Prior to excluding any sites, 70.4%, 88.9%, and 93.3%, respectively, of all differentiating sites showed equal allelic abundance when reads were aligned to a single genome with one, two, or three mismatches allowed. After aligning reads to both parental genomes, 96.9% showed evidence of equal allelic abundance. Excluding differentiating sites with at least as many neighboring differentiating sites as the number of mismatches allowed increased this percentage to 96.3%-96.6% when aligning to a single reference genome (Figure 5B). Further restricting the set of differentiating sites to those with perfect mappability increased these percentages ~0.1%, and subsequently excluding differentiating sites with indels nearby increased the percentage of genes with equal allelic abundance an additional ~0.1% (Figure 5B). After filtering out these problematic sites, measures of relative allelic abundance derived from aligning reads to a single reference genome were similar to those produced by aligning sequence reads separately to the maternal and paternal genomes (Figure 5C-E).

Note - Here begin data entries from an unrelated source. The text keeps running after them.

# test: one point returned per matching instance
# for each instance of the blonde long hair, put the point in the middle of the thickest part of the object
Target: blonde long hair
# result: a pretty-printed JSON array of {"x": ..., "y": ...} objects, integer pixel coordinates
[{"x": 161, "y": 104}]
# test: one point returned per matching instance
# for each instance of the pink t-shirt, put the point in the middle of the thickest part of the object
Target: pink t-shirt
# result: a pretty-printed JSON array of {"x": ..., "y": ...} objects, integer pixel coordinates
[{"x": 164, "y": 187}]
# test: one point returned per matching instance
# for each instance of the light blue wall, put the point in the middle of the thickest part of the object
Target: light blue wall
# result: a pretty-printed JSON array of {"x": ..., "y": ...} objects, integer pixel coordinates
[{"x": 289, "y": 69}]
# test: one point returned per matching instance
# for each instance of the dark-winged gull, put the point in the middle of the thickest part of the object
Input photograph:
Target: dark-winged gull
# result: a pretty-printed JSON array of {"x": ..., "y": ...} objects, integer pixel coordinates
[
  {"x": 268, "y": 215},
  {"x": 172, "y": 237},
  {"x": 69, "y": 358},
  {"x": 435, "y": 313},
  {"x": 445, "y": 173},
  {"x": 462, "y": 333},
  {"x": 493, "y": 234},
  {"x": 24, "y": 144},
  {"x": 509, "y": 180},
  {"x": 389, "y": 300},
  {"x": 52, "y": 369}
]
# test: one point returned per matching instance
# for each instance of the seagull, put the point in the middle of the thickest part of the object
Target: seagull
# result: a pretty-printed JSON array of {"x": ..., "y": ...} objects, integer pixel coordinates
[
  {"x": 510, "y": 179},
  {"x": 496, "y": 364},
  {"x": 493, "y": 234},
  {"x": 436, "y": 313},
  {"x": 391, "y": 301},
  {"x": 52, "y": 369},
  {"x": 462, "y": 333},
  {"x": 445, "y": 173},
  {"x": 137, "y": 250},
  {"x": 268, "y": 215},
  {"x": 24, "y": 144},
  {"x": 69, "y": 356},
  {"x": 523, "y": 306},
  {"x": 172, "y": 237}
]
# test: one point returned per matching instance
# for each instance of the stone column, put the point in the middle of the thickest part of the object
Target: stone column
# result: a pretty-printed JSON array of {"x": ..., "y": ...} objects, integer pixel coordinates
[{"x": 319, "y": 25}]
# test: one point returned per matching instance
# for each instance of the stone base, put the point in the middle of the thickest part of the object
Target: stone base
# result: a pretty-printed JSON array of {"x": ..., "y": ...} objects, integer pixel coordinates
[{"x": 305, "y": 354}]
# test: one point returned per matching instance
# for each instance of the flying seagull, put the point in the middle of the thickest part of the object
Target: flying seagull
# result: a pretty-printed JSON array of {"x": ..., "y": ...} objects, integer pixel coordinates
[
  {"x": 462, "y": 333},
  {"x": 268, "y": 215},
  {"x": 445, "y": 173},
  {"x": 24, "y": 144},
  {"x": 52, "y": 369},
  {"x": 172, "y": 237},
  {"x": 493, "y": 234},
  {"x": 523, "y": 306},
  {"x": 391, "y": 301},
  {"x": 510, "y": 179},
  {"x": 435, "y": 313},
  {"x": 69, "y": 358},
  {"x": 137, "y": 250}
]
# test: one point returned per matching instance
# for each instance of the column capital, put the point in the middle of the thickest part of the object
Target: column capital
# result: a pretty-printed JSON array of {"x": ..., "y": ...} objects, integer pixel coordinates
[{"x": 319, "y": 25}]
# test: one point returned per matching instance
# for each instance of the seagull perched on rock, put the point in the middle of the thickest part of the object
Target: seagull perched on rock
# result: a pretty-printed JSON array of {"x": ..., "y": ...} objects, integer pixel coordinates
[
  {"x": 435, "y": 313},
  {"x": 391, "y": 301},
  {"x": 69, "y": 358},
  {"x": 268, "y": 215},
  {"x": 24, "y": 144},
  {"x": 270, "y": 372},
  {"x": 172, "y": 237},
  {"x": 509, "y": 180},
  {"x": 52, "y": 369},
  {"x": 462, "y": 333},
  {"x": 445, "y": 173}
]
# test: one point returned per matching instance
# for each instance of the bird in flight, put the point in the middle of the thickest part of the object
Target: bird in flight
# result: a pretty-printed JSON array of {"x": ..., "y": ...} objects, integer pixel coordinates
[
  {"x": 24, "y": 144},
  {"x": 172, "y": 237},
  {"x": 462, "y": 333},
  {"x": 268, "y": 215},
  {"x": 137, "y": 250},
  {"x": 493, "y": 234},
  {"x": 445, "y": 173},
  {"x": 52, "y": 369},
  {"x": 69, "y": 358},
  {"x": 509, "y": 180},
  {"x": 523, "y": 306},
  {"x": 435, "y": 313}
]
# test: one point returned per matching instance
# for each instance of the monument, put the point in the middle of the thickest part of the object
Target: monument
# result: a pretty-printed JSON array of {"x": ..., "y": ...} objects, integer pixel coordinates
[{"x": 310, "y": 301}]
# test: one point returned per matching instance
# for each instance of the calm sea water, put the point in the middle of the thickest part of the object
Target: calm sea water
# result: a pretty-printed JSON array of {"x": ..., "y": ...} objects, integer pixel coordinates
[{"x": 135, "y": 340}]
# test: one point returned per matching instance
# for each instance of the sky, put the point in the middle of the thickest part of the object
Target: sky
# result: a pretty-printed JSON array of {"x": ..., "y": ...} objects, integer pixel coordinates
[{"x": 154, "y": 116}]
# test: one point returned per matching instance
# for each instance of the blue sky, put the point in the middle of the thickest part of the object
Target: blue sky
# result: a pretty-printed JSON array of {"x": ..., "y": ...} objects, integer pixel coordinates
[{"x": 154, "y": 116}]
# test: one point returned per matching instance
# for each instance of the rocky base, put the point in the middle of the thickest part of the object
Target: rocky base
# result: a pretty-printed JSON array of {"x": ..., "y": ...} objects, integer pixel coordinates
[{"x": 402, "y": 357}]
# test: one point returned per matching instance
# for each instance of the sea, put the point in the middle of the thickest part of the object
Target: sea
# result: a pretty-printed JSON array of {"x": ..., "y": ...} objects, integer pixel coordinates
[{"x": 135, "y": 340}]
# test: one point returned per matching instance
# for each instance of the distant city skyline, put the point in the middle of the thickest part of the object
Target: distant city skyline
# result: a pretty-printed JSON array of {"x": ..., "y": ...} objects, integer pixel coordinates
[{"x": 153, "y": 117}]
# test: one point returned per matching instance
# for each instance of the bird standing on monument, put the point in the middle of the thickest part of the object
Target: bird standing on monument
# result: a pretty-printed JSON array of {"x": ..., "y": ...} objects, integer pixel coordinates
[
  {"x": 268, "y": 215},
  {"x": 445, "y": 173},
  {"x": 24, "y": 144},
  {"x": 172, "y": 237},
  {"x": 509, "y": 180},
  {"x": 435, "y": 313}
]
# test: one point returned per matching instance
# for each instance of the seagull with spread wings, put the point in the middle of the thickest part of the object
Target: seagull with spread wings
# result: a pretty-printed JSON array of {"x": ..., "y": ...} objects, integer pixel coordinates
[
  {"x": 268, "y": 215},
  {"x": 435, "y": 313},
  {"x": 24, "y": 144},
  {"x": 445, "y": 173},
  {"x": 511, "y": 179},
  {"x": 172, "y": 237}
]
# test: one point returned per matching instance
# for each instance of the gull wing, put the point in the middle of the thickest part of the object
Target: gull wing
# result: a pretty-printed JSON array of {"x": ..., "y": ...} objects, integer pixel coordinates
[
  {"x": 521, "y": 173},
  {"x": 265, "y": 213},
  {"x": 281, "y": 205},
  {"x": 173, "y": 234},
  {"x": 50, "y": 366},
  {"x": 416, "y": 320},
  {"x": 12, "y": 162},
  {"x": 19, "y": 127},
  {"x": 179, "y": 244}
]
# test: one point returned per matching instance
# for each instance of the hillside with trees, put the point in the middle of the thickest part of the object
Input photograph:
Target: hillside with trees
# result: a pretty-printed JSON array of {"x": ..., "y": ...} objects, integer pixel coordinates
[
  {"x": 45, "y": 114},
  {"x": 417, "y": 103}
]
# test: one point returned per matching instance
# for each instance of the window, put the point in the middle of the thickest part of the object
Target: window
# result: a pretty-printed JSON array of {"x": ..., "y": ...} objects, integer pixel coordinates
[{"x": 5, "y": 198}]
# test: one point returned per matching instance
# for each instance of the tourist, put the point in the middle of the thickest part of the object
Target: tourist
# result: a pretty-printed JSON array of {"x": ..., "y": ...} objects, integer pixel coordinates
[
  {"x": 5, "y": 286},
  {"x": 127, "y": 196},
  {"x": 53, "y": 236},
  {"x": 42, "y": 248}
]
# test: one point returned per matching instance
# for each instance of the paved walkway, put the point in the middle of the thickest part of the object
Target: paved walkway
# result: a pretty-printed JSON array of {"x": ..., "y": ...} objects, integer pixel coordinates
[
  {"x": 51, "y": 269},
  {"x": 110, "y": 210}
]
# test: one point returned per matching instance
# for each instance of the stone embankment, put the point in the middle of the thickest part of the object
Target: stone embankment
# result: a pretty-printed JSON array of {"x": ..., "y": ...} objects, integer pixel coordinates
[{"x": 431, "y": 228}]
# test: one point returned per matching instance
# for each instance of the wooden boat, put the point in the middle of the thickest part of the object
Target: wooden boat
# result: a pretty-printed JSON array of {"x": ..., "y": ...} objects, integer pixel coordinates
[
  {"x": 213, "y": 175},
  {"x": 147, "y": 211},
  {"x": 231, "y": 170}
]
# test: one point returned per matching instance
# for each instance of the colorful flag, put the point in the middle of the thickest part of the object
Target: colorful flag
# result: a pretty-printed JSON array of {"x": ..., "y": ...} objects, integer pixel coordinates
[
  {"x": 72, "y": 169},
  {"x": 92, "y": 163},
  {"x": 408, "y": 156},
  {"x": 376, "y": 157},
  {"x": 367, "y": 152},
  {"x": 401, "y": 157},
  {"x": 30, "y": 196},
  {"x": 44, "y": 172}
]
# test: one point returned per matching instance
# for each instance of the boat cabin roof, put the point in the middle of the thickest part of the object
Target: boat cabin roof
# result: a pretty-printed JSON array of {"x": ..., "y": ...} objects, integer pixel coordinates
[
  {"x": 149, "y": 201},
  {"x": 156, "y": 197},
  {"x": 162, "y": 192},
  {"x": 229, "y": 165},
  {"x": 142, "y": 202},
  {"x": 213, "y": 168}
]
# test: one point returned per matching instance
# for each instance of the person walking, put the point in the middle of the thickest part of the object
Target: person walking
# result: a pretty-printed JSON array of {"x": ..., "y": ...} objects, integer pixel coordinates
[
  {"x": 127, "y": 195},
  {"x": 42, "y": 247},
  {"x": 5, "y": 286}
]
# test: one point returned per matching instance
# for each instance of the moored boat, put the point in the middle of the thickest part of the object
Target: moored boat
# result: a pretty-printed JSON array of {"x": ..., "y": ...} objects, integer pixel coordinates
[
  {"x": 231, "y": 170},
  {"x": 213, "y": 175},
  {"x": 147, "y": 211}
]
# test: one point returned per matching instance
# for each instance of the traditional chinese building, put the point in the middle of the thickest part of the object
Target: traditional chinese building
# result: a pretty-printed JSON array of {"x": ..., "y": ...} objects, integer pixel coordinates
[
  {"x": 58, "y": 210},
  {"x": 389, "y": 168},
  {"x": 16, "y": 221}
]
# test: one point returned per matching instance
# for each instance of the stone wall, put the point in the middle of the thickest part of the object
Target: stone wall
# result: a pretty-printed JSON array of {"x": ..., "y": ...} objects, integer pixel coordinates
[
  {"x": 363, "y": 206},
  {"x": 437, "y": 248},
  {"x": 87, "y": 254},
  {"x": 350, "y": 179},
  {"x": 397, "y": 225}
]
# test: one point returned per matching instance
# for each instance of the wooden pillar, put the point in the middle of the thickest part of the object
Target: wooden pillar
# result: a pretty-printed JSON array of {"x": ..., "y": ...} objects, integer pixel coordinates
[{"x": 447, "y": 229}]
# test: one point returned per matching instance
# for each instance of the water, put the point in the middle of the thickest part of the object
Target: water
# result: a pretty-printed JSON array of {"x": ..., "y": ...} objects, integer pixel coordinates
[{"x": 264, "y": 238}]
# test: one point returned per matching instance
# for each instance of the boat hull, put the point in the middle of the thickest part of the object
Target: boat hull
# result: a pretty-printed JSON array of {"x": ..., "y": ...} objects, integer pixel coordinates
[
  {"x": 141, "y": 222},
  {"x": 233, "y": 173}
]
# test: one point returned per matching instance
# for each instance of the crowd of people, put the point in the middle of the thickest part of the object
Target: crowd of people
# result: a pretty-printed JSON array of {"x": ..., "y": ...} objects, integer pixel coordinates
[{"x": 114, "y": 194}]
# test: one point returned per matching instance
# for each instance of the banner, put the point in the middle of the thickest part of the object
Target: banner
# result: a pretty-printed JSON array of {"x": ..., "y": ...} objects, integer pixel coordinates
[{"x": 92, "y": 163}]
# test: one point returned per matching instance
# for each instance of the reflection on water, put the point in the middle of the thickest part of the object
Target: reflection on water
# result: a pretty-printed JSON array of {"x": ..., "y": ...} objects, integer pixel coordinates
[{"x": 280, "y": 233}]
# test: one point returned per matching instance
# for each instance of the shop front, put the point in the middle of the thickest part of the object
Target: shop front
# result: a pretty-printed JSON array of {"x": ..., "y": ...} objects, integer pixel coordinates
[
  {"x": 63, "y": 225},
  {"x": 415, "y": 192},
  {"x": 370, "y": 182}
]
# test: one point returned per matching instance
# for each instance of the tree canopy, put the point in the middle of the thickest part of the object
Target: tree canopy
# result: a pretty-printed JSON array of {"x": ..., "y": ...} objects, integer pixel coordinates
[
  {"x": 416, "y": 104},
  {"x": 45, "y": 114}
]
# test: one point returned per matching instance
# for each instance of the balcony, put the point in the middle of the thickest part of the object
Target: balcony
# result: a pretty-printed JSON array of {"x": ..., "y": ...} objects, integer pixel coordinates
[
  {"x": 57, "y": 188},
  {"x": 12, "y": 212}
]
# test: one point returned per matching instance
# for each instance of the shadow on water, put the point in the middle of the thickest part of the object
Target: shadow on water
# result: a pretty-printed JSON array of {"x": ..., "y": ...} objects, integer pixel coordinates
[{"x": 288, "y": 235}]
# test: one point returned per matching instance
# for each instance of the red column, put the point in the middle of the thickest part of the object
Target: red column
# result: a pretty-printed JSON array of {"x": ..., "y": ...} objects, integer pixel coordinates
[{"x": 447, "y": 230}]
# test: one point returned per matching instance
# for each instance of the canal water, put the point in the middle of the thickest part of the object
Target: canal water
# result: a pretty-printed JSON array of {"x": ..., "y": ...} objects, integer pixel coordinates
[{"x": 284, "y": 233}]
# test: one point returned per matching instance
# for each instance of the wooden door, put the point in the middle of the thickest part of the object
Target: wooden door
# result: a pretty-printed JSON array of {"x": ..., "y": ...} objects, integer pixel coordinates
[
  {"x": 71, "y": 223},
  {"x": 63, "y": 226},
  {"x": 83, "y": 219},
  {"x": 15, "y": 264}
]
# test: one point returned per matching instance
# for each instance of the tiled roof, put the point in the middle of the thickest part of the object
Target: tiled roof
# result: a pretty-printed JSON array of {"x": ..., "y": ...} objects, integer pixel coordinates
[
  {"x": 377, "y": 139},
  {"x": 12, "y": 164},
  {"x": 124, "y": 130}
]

Excluding selected differentiating sites maintains ability to measure relative ASE for most exons
We focused on measures of relative ASE for individual sites in this study, but most researchers are more interested in relative ASE for individual exons and/or genes. The major consequence of excluding sites based on the density of differentiating sites, mappability, and/or indels is that fewer allele-specific reads will be successfully mapped for each exon and for each gene. After filtering based on the number of neighboring differentiating sites, we found that 46.6%-86.9% and 8.3%-50.5% of differentiating sites were retained in the 36-base intra- and interspecific simulations, respectively, when the reads were aligned to a single reference genome and one, two, or three mismatches were allowed (Figure 6). By comparison, 81.8%-91.8% and 66.3%-95.2% of exons contained at least one of these reliable differentiating sites when the same alignment conditions were used in the intra- and interspecific simulations, respectively. Excluding additional differentiating sites with imperfect mappability in both datasets, as well as sites with one or more nearby indels in the intraspecific dataset, had little effect on the proportion of differentiating sites and exons retained (Figure 6). The retention of more differentiating sites and exons in the intraspecific simulation than in the interspecific simulation (Figure 6) is consistent with the lower sequence divergence within than between species. Analyses using real and simulated reads to compare the same sets of alleles retain the same sites and exons when aligned to the same reference genome because differentiating sites are excluded based only on the genome sequence(s).